Since noticing the Amtrak station in Flagstaff, I had been intrigued by the train and what it was all about. Rail passenger service in the South is almost nonexistent. Hurricanes have decimated tracks along the Gulf Coast and the states there seem to have no interest in restoring routes. Most of the poor and those without a vehicle travel primarily by bus in the South. Having experienced Greyhound before, I was in no hurry to ride the dirty dog again.

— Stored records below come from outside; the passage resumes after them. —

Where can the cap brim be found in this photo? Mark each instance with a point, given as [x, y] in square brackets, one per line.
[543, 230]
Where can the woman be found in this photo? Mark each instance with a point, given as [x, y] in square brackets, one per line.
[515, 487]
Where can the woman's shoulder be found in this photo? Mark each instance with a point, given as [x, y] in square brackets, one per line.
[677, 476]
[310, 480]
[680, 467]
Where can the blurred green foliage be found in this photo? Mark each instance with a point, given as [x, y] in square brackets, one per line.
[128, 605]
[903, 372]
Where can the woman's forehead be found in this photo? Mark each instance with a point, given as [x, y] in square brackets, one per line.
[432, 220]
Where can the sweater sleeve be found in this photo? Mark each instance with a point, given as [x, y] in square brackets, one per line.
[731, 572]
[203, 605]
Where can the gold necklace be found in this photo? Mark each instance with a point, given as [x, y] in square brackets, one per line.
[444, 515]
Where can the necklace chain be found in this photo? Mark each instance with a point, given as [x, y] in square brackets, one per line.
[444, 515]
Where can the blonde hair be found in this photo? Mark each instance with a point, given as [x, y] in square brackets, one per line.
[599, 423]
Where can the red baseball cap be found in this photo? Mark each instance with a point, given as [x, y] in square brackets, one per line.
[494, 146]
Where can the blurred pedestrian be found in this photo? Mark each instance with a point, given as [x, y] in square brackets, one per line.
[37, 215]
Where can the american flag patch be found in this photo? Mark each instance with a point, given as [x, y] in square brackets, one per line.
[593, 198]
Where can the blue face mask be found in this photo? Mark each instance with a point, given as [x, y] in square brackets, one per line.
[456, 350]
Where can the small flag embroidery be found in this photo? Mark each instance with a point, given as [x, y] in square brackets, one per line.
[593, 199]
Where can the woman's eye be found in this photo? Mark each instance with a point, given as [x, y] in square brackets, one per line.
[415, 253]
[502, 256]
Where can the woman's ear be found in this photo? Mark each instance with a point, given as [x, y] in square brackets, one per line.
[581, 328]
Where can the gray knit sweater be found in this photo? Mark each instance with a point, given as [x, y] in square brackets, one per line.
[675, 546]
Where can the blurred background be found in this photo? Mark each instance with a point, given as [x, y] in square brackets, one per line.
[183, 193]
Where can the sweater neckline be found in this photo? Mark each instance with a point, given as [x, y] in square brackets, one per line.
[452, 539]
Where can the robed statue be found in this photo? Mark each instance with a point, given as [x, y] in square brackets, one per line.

So in figuring out the way to LA, I decided to take the Grand Canyon train to Williams, Arizona where I could connect to Amtrak’s Southwest Chief and ride into Los Angeles just before dawn. It would be around a 15-hour trip and luckily I would not be making it alone. Joel, one of the Singapore entourage, would travel with me while the others went ahead to Las Vegas. Joel’s work contract called for him to stay a few more extra days in the Canyon and although he was not happy about it, he honored the deal and consequently missed out on the Vegas portion of the group’s American adventure. Of all the Singapore guys, Joel had the most uninspiring Grand Canyon job. He was a kitchen utility worker at Yavapai Lodge, where he cleaned cafeteria tables and loaded dishwashers.

“So much wasted food,” Joel would grumble when I asked about his duties. He cheerfully added, he would get me all the soda I could want when I was in the cafeteria. One of the few perks of his job.

I had gotten to know Joel better one afternoon when we hiked up the Hermit’s Nest Trail to watch a rare solar eclipse. A fierce soccer player, Joel described his matches as if they were all out war and revealed he was often at odds with his coach. He was also quite the romeo and not long after arriving in the Canyon, Joel began dating a cute Thai girl from housekeeping. As the solar eclipse got closer, it was Joel who found an awesome spot to view it. We climbed down from the rim — beyond the guard rail — and settled on a flat column of rock just past Hopi Point.

Hopi Point Solar Eclipse with Joel

Hopi Point Solar Eclipse with Joel

A solar eclipse occurs when the Moon passes between the Earth and the Sun and essentially creates a “Ring of Fire.” We had equipped ourselves with special viewing glasses and from our vantage point overlooking the Colorado River and the many chasms of Grand Canyon, the eclipse was indeed an awesome sight to behold. But staring too much into the sun is never a good thing. As we posed for pictures afterward, I remember Joel stumbling and damn near falling into the Canyon. I don’t think even he realized how close he had come to certain death.

Traveling by train to LA would be much less risky. As employees, the train ride to Williams was free, but it sure wasn’t fast. On average a 45-minute trip by car turned into a 2-hour slow descent through barren land. Joel had made the trip before, taking his girlfriend to Williams for an overnight excursion. He knew what to expect, right down to the super corny staged “holdup” by wild western outlaws. The entire train ride was geared toward children and families. We were merely taking advantage of our employee status and thus endured stale jokes for the free lift.

Once in Williams we had a few hours to kill before catching the Amtrak so Joel recommended grabbing a bite to eat at a nearby Thai restaurant. After months on a steady diet of National Park cafeteria food, I gladly agreed. The women working the restaurant remembered Joel from his previous visit and we were treated like kings. The food was flat out delicious. As we dined on Pad Thai and other recipes that I cannot begin to spell, Joel let loose frustrations of working with some of the Native Americans at the park. They were sentiments similarly expressed by the blunt Western author Edward Abbey in his great novel, “Desert Solitaire.”

I did not dispute any of Joel’s observations and served more less as his therapist when he told me how, on his last day, he had basically told this one older Indian woman to take a long walk off a short pier.

“She was always telling me what to do,” he said. “And she never did anything.”

After dinner, we returned to the train depot where a bus waited to take us to the Amtrak station, a few miles south of Williams. But as we would find out, there was no station and no train in sight.